8月の青森ねぶた祭にバケト保存会公認のコスプレ集団が登場する。若者の「バケト離れ」を危惧する保存会と、活動の場を求めるコスプレーヤーの思惑が一致した格好だ。参加者は「コスプレは世界でもブームになるほど人気。ねぶたとの共演で祭りを盛り上げたい」と意欲的だ。【鈴木久美】
アニメのキャラクターなどに扮(ふん)した姿を披露するのはコスプレ集団「PLAYZ(プレイズ)」。保存会所属のグループとして今夏結成し、祭りには県内のメンバー約15人が参加する。
代表の会社員、坂本渚さん(23)=青森市=は3年ほど前から着ぐるみやコスプレ姿で友人と祭りに出てきた。観客や友人が楽しむ姿を見て、「大人数で参加したら面白い」と感じるように。県内ではコスプレの大規模なイベントはなく、活躍の場が少ないのも現状だ。
そこに目を付けたのが「青森ねぶた祭バケト保存会」(同市浅虫)。バケトは奇抜なメークと衣装で祭りを盛り上げるピエロのような存在で、会には30人ほどが参加している。
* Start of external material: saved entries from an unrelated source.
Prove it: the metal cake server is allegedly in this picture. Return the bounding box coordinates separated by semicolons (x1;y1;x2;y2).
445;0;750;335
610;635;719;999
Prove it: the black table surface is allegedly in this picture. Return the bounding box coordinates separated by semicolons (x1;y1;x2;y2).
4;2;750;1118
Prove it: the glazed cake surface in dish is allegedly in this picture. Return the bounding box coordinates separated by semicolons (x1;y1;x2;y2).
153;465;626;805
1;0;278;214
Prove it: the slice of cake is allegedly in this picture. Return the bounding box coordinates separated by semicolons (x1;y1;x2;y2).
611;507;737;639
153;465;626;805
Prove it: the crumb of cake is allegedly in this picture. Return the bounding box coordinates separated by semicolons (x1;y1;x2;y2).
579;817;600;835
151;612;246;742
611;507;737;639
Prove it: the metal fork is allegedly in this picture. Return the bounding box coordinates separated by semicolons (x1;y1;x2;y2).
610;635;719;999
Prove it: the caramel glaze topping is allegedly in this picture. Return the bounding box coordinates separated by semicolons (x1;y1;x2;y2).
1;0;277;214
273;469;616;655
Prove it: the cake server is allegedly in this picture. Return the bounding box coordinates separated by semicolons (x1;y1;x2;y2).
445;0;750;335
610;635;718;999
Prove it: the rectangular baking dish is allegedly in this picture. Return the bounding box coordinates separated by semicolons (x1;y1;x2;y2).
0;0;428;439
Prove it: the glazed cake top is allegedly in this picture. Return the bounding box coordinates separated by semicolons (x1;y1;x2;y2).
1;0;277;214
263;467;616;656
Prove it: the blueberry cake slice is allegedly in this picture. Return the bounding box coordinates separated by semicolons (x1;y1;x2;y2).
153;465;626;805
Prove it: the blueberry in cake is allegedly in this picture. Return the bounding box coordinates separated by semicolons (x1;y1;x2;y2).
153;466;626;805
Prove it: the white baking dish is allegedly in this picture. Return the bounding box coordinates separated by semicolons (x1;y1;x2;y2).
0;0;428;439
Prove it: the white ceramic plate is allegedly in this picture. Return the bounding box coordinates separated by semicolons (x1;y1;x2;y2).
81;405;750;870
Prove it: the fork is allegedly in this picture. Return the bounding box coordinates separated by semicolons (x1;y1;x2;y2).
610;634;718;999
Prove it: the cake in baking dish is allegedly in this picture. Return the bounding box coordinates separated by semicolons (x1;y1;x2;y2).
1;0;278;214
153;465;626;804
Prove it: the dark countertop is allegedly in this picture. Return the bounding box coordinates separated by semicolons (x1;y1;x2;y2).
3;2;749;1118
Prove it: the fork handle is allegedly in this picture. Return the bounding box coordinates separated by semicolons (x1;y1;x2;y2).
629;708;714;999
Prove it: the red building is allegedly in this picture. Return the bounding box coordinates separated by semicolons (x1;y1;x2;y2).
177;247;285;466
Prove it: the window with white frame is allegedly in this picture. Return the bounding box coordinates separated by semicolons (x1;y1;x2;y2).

しかし最近では高齢化が進み、継承者不足に悩んでいる。
事務長の三上均さん(50)は「バケトとコスプレは別物。バケトは白塗りで笑いを取る格好が基本です」と前置きした上で、公認の理由を語る。「このままではバケトが絶えてしまうという危機感がある。賛否両論あったが、若者文化を取り入れてまずはバケトへの関心を高めていくことになりました」
従来の祭りの枠から外れないよう、保存会がコスプレーヤーをチェック。露出の激しい衣装を避け、運行の妨げにならないように指導する。三上さんは「いずれはバケトに興味のある若者が出てきてほしい」と期待する。
メンバーはすでに青森市の浅虫や油川のねぶた祭りに参加した。坂本さんは「コスプレはキャラクターに成り切るので、バケトのように笑いを取るのが難しい。観客に楽しんでもらえるように、試行錯誤していきたい」と話している。